Owing to public pressure, the national government as long ago as 2006 put out a draft policy document called the "Draft Animal Care Policy for South Africa" but since then the trail has gone cold with no progress being made, at national level, on taking up the suggestions in the draft. It is speculated that this is due to cultural practices that are arguably a criminal contravention of the Animal Protection Act.

            "These considerations do not, however, constrain the law-makers of the Western Cape where the DA governs at both provincial and city level. Its policies are therefore those that ought to inform the laws, by-laws and regulations in place in this province and its mother city," points out Adv. Paul Hoffman SC, director of the Institute for Accountability in Southern Africa, who also referred to the fact that the DA did not have a policy on animals as disclosed by the Premier of the Western Cape, Helen Zille except that they were opposed to cruelty against animals. Zille suggested that an animal welfare forum be established, which would include all animal welfare organizations.  The subsequent draft policy was put out for public participation.

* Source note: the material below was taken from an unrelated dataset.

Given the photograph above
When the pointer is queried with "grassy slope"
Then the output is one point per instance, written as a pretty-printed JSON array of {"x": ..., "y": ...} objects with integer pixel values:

            Alan Perrins, Chief Executive Officer for the Cape of Good Hope SPCA and chairperson of the Animal Welfare Forum, feels encouraged by the draft policy which recognizes the sentience of animals and makes sterilization compulsory under certain conditions. (Mandatory sterilization of cats and dogs is a stance already adopted by other Municipalities in South Africa including Swellendam and Kannaland.)

            Sterilization as a strategy would address the cause, not just effects, of the many problems attendant upon the over-population of animals, such as the resultant burden on welfare organizations who are filled to capacity with unwanted animals.

Presently a disproportionate amount of donors' funding is being spent on euthanasing instead of re-homing and sterilization.  In this respect, the Animal Welfare Forum decries the gross underfunding of municipal pounds such as the official City pound at Atlantis.

An annual figure of, say R 250 000 – R300 000 is woefully inadequate for its efficient running, with the costs then spilling over onto other animal welfare organizations who receive absolutely no funding from the City. The Cape SPCA alone has had to spend around two million rands of donor funds on collecting animals and spaying them or euthanasing them humanely.

Still remaining also, are serious challenges to enforcing the bylaws such as animals being defined as property or possessions in terms of the law while, at the same time, the draft animal welfare policy acknowledges their sentience.

This anomaly can only be resolved by lobbying at national government level as national laws will always supercede provincial ones.

Further challenges, says Perrins, are entrenched cruel practices resulting in avoidable cruelty such as battery farming and sow crates.  Fortunately there has been a change in attitude   since a decade or so ago with consumers world-wide becoming increasingly aware and abhorrent of cruel farming practices and opting to buy ethically produced foods and goods.

The challenges described are but some of the legal loopholes in the draft animal welfare policy of which just one example is the potbellied pig (also erroneously referred to by the misnomer 'tea cup' pig .

These reside under the classification of farm animals and the problem arises when people don't do their homework properly and then take them into their homes as pets, not realizing (as with huskies) the tremendous problems which can result when the animal reaches adulthood.

The potbellied pig, raised as a four legged child in the family, then suddenly finds himself taken for slaughter in any which way as they are not even afforded the meagre legal protection of pets such as dogs and cats. Only the lucky ones land up at the animal welfare organizations.

            Perhaps the way forward would lie in creating a single Department of Animal Welfare under which all animal issues would resort, thus avoiding the current fragmentation to different  departments, such as agriculture, health, etc., of issues that are of a cross cutting nature. In this respect Adv. Paul Hoffman points out that the City of Los Angeles established such a "Department of Animal Welfare" in 1978, making them a forerunner in the sphere of  implementing and enforcing humane, modern and sensible animal welfare policies.